GFC in the Democrat and Chronicle

April 2009
Diana Louise Carter
Democrate and Chronicle Staff writer

One day last summer, Fred Forsburg arrived at Honeyhill Farm in Livonia, Livingston County, not sure how he got there.

He was so fatigued from farming and selling at four different farm markets each week, he couldn’t recall the drive home.

This summer, things will be different, even though Forsburg is planning on raising and selling more organic produce and poultry than in previous years. Honeyhill Farm is one of eight farms that have joined with farm market impresario Chris Hartman to create the Good Food Cooperative.

The cooperative is in the process of setting up what’s known as a community-supported agriculture program, in which consumers pay a fixed price for a season’s worth of produce, delivered weekly. CSAs are popping up around the state, but this may be the first one that delivers its goods directly to shareholders’ workplaces, eliminating the need for consumers to make special trips at special times to pick up their boxes of fruits and vegetables.

Nixon Peabody LLP is the first employer to join the collective, with 31 employees signing on.

“I like to go to the farmers markets, but I don’t always have a chance to do so,” said Jennifer Vrielynck, the supervisor of the law firm’s information processing center who organized the Rochester office’s participation in the CSA.

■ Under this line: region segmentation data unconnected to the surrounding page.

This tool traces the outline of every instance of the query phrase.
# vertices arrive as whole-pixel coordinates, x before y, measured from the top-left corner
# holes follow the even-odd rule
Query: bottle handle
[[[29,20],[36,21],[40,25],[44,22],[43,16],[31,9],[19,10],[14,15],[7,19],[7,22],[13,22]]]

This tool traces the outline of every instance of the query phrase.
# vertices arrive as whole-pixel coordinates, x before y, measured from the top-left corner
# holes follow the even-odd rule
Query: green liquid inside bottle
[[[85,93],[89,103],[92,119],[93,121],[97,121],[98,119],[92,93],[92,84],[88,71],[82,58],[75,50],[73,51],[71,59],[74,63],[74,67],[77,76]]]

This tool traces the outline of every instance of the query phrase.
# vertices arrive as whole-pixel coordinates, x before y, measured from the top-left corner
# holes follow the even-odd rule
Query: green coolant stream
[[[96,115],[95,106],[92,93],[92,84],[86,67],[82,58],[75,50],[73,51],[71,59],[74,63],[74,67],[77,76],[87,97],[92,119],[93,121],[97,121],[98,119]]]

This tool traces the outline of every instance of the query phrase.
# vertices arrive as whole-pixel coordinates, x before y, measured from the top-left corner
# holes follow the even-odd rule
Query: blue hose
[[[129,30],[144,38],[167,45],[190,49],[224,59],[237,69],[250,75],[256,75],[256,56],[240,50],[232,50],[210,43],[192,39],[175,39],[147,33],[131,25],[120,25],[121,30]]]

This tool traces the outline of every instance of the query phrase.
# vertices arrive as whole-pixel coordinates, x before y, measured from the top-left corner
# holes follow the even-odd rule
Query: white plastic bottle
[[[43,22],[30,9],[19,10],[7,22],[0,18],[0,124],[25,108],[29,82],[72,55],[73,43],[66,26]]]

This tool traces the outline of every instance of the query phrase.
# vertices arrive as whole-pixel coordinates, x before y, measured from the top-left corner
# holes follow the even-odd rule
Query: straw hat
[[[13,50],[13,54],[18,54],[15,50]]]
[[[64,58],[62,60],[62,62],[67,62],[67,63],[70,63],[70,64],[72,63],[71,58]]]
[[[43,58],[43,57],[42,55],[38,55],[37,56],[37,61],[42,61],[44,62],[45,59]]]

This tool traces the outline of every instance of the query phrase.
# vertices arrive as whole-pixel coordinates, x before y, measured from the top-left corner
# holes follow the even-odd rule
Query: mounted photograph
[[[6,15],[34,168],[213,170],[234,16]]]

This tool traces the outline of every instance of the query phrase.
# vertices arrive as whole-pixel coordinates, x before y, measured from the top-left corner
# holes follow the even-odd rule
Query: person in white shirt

Participating employers help publicize the program among workers and provide a location where deliveries can be made once a week. There are no other costs to the company. Vrielynck said a conference room most likely will be the collection point at Nixon Peabody, and deliveries will coincide with workers’ lunch hours each Friday, beginning in early June.

The law firm’s employees have agreed to pay $585 each for 23 weeks worth of fresh vegetables and fruits. Signing up and paying can all be done online.

Hartman, who co-founded with his wife the South Wedge Farmers Market in 2007 and the Westside Farmers Market last year, said the collective aims to achieve economies and add convenience that strengthen the local food system.

“Farmers markets are great and wonderful,” he said, but while farmers who participate in them benefit by being able to meet and connect with their customers, they lose time on the farm raising their crops. Participating in a CSA gives farmers some of that time back.

“It is very time-consuming to have to be (at farmers markets),” said Duncan L. Hilchey, an Ithaca-based farm systems consultant who also does research with the Cornell Cooperative Extension. “It’s not like (farmers have) eliminated the middleman when they do direct marketing; they have to become the middleman, and take on the costs of the middle man.”

Organic products can fetch a considerable price, and Hartman said one reason the prices are high is that the farmers have to factor in the time they spend at farmers markets. The collective is promising that prices will be the same as or lower than local grocery stores’ prices.

Anticipating perhaps a $20,000 boost in revenue because of new demand from the CSA, Forsburg is having a fourth greenhouse built, will raise onions for the first time and is planting four or five times more potatoes than usual.

The collective is seeking 200 shareholders this first year, aiming to expand to 1,000 within a few years. It’s likely that additional farms will participate as demand grows.

Forsburg, meanwhile, will continue to sell at the South Wedge market, as well as the Rochester Public Market, perhaps enjoying his time there even more than before.

“If I can get to the market and have 200 units of what I’ve got sold before I get there, that’s fantastic,” Forsburg said.

Hilchey said CSAs may compete a bit with local farm markets for vendors, but if the markets are well-organized, new farmers can be recruited to take their places.

“It’s growing pains, but in general that’s a good thing to see this,” Hilchey said. “I don’t think they’re going to put farmers markets out of business for one very big reason. Farmers markets serve a far different purpose than CSAs. With CSAs, it’s really about the quality of the food and the connection with the farmer.”

Properly run farmers markets and public markets create an entire experience where people like to linger, get something to eat, run into friends and even listen to music, he said.

Still, the proliferation of both means the local food delivery system is maturing, Hilchey said.

“Multi-farm cooperative CSAs is the next wave.”